BiggerPockets product & engineering blog

Checking for Rails schema drift in CircleCI

Schema drifts happen when your local development environment stops matching the production environment. These occur naturally as engineers simultaneously work on modifications that affect the same database entities. For example, if two engineers both write a migration that adds a column to a table, they may end up in a situation where their databases have the columns in different order. This causes problems whenever the two engineers check in subsequent migrations: each of their versions of db/schema.rb are different because the migrations were run in a different order.

Schema drifts can also happen when people make emergency changes to a production schema without backporting those changes into the db/schema.rb file via a migration.

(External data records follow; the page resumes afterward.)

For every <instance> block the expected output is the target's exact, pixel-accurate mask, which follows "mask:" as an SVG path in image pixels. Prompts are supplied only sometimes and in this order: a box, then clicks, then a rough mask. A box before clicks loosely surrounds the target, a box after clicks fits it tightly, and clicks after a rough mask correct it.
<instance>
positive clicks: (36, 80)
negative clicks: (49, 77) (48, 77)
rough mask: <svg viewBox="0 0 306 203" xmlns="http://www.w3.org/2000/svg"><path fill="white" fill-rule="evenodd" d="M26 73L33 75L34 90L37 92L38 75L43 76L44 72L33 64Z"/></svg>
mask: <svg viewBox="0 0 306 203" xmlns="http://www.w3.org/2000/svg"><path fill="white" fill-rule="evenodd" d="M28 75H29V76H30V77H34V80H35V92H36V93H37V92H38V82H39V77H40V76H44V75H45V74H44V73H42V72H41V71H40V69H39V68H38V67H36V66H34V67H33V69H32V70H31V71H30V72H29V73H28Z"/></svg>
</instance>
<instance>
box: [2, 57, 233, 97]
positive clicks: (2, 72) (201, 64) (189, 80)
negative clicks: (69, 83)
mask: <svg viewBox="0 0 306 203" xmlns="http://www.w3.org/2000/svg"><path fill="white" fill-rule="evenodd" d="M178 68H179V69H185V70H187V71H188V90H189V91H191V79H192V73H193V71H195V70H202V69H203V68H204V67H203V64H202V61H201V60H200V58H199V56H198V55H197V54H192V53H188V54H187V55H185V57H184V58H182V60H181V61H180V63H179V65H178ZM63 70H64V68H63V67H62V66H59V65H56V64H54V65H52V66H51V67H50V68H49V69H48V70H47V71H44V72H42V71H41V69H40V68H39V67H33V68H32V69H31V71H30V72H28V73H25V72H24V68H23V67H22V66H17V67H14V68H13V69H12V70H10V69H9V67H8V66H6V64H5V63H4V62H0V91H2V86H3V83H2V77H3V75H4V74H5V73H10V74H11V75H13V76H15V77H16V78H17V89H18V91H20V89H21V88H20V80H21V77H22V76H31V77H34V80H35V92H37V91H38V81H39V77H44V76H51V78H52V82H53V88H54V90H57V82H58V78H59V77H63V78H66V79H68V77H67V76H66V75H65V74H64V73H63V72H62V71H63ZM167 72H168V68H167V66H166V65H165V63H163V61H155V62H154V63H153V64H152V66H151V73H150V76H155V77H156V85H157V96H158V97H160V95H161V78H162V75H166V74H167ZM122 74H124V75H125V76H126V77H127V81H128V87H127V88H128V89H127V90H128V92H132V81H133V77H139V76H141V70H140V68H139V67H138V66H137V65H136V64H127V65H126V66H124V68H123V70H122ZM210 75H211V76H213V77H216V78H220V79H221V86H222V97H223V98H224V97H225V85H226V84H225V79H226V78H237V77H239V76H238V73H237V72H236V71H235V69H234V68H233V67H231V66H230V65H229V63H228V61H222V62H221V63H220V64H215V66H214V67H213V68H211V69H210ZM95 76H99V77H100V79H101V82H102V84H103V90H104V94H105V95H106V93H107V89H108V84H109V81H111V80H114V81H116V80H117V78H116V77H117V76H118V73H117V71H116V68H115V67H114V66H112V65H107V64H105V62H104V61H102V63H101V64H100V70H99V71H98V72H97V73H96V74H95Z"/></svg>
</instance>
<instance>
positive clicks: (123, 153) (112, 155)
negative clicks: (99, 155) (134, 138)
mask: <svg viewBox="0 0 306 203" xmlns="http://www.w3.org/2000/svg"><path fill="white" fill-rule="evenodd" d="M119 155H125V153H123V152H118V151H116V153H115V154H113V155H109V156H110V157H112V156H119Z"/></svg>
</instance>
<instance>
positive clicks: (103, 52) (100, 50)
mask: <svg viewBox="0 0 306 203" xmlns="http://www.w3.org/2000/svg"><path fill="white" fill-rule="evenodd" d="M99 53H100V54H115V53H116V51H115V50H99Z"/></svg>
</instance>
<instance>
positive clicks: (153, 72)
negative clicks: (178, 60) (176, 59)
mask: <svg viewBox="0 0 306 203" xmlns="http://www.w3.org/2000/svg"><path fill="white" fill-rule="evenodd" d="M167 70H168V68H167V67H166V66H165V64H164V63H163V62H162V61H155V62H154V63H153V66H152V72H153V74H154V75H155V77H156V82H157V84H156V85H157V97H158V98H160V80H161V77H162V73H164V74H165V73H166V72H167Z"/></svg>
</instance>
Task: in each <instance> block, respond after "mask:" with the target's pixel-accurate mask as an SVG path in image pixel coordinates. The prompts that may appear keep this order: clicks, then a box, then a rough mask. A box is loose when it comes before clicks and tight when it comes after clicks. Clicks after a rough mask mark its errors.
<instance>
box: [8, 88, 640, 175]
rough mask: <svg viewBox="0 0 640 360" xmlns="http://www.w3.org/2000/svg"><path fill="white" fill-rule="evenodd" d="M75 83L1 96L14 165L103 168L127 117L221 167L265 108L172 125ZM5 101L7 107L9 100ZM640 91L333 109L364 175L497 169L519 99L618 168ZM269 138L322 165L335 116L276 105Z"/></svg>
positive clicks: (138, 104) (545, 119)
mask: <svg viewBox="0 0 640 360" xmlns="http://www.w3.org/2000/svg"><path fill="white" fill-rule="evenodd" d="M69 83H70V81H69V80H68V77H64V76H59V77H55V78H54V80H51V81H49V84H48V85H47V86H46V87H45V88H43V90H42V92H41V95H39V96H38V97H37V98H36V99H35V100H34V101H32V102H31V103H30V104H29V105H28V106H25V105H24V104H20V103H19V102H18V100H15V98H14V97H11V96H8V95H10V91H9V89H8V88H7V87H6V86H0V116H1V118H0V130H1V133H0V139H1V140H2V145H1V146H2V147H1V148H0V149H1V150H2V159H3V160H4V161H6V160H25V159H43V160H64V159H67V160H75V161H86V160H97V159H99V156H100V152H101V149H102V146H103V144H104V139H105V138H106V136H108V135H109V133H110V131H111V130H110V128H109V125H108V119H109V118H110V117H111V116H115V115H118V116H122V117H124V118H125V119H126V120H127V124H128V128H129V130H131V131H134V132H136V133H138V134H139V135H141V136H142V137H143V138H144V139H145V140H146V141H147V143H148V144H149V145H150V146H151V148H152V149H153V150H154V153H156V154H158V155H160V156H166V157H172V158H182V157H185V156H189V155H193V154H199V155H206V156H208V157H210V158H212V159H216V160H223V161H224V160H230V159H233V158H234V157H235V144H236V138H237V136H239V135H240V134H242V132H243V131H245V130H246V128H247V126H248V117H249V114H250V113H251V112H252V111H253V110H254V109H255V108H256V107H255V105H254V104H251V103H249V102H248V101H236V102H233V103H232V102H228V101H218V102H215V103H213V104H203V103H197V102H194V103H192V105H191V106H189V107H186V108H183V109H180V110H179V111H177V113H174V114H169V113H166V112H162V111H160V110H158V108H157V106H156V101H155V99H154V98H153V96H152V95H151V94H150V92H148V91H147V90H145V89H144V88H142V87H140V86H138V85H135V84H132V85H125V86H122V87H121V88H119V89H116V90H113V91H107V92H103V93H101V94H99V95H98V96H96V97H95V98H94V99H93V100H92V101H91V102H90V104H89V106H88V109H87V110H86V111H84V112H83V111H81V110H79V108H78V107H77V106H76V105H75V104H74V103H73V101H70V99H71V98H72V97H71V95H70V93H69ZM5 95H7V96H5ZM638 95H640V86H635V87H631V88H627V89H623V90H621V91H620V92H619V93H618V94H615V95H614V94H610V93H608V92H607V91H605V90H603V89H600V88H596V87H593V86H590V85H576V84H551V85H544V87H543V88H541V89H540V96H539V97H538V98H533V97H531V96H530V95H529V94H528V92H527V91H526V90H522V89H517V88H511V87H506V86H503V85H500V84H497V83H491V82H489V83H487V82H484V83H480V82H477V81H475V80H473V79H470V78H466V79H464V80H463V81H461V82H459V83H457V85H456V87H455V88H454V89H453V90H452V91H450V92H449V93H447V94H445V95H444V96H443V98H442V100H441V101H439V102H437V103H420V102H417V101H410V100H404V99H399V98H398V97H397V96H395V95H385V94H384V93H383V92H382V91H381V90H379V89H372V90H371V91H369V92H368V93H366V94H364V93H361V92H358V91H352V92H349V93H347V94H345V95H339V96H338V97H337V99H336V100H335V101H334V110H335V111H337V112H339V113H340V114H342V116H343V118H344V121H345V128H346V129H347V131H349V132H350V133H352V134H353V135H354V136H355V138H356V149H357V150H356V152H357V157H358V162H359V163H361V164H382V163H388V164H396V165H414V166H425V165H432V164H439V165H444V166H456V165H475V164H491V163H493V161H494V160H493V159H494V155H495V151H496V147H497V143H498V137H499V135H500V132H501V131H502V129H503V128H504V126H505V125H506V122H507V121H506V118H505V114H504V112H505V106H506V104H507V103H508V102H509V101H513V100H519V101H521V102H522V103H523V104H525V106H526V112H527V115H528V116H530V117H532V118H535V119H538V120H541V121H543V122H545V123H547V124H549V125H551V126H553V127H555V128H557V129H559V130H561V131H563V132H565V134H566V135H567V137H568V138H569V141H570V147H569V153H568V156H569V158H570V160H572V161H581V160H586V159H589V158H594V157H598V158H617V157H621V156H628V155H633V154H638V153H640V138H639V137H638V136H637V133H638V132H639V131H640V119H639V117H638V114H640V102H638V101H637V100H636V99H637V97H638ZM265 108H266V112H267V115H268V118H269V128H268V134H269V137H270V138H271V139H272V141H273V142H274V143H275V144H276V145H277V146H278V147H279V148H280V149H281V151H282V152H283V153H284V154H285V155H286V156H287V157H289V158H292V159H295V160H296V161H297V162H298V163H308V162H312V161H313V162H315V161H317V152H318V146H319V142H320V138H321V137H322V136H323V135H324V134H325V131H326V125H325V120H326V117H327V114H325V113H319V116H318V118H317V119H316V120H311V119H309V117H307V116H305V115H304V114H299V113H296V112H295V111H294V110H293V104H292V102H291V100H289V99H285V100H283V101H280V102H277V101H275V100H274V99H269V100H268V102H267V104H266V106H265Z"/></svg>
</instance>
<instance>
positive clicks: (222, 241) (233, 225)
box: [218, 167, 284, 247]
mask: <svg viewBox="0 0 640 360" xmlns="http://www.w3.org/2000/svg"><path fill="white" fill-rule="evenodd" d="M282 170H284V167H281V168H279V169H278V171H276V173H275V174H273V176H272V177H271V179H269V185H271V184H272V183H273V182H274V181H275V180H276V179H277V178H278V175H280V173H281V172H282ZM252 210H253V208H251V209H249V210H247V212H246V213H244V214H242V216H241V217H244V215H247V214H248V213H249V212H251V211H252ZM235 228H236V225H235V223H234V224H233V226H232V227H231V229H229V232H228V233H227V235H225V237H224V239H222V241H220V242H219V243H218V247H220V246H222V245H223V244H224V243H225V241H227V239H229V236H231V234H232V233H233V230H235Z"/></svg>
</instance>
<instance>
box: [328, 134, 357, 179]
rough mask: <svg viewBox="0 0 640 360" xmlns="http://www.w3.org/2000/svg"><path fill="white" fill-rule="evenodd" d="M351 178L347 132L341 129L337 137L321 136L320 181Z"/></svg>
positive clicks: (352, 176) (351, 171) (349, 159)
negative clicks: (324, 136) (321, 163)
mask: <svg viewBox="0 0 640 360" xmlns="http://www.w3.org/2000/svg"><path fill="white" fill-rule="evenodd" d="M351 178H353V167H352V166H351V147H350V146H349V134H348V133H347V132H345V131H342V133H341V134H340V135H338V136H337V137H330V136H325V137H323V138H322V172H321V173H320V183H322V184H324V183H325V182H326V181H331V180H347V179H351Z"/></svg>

Here at BiggerPockets, we’ve started to run into this problem as the pace of development has picked up. To address this common problem, we wrote and installed a CircleCI configuration that runs a task to compare each PR’s schema against what’s currently checked in to main. If the branch includes a migration, the task loads whatever the main branch’s schema is, runs the branch’s migrations, and then compares the resulting schema to what’s being proposed in the Pull Request. If there’s a difference, the schema has drifted.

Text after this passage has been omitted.